Jogaram de terno: Real Madrid esbanja classe e atropela o Celta na Galícia
Show de Modric e Vinícius Júnior rendeu demais para os madridistas em goleada
Todo ano alguém aparece para dizer que o meio-campo do Real Madrid é velho demais para render por mais tempo. Todo ano alguém tem de dar o braço a torcer e reconhecer que Luka Modric é um dos maiores jogadores da história e tem envelhecido como vinho. Neste sábado (20), os atuais campeões da Espanha e da Europa varreram mais um adversário, o Celta de Vigo, por 4 a 1.
O jogo não foi dos mais fáceis, já que o Celta de Eduardo Coudet não gosta de apenas observar seus adversários jogarem. Em pleno estádio de Balaídos, na Galícia, o Celta não temeu o Real e tentou fazer um abafa forte para marcar. Mesmo finalizando bastante, o time da casa não teve tanta competência para construir sua vantagem e foi completamente varrido na etapa final, quando escapou de sofrer uma goleada ainda maior.
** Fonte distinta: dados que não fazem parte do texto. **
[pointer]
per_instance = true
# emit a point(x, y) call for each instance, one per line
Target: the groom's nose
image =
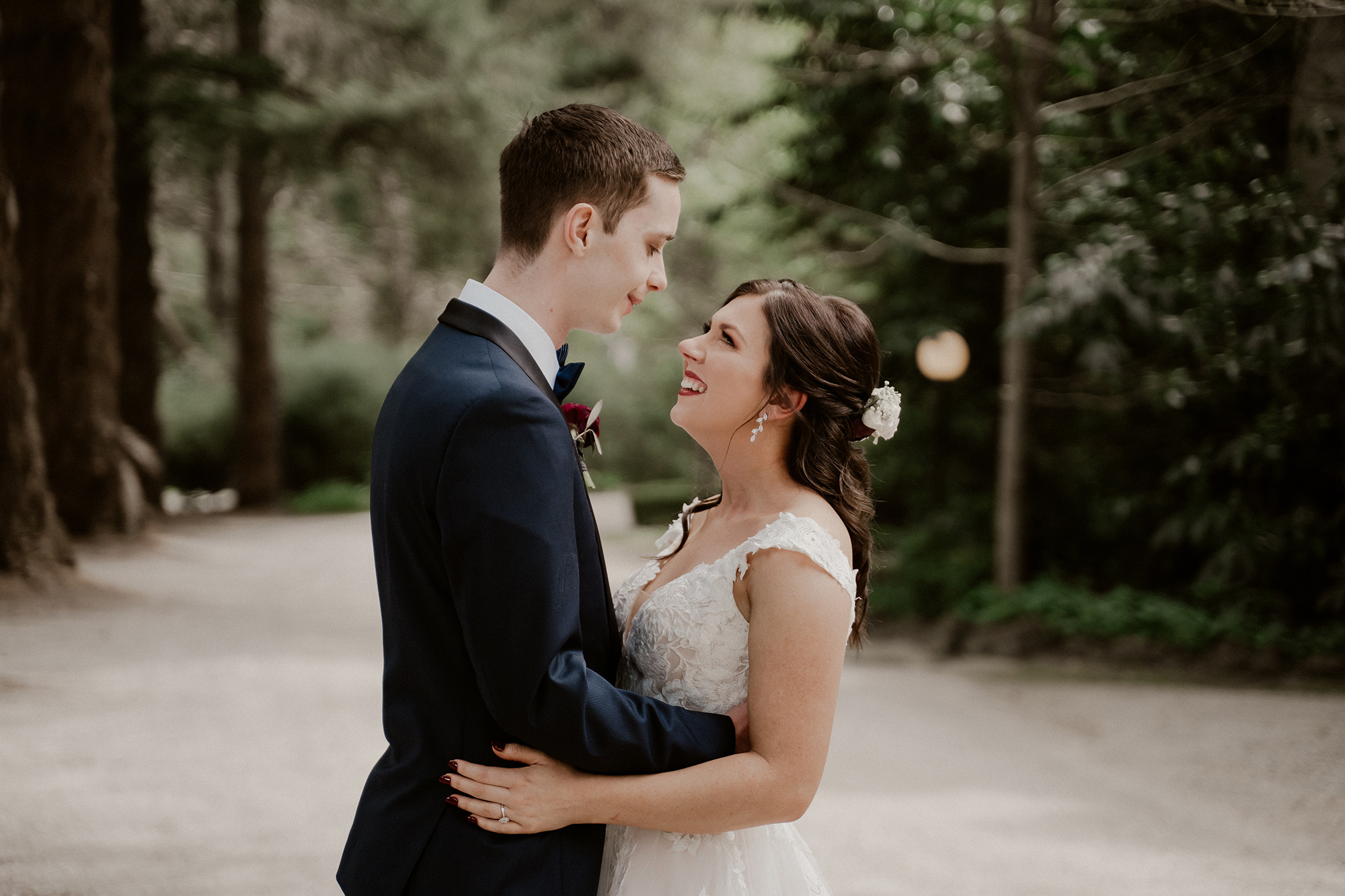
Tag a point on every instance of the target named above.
point(658, 279)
O placar foi aberto por ele, o homem que se alimenta de gols e estava faminto: Karim Benzema, aos 14. Na marca do pênalti, após revisão do VAR, o camisa 9 deixou tudo encaminhado para mais uma vitória (não das mais fáceis) para a equipe de Carlo Ancelotti. O problema é que o Real ofereceu o empate de bandeja logo depois, com Éder Militão. O brasileiro cometeu uma penalidade e Iago Aspas converteu a cobrança.
Antes que o Celta começasse a gostar demais do jogo, apareceu a sombra do craque, o camisa 10 que se recusa a descansar. Modric recebeu passe de David Alaba e mandou um míssil no alto da meta de Agustín Marchesín. Aos 41 minutos, o croata deu um daqueles chutes indefensáveis que só ele consegue achar, para dar a vantagem aos madridistas. Dali em diante, sobretudo na segunda etapa, o Real foi soberano.
O jogo pedia o talento de Vinícius Jr, e ele entregou: aos dez minutos da etapa final, depois de muitos dribles contra a marcação galega, o atacante fez a mágica. Em disparada no ataque após passe de Modric, Vini saiu de cara para Marchesín, deu um par de pedaladas e saiu para a esquerda, com tempo e espaço para finalizar tranquilamente. Um golaço típico do atleta mais talentoso do elenco de Ancelotti.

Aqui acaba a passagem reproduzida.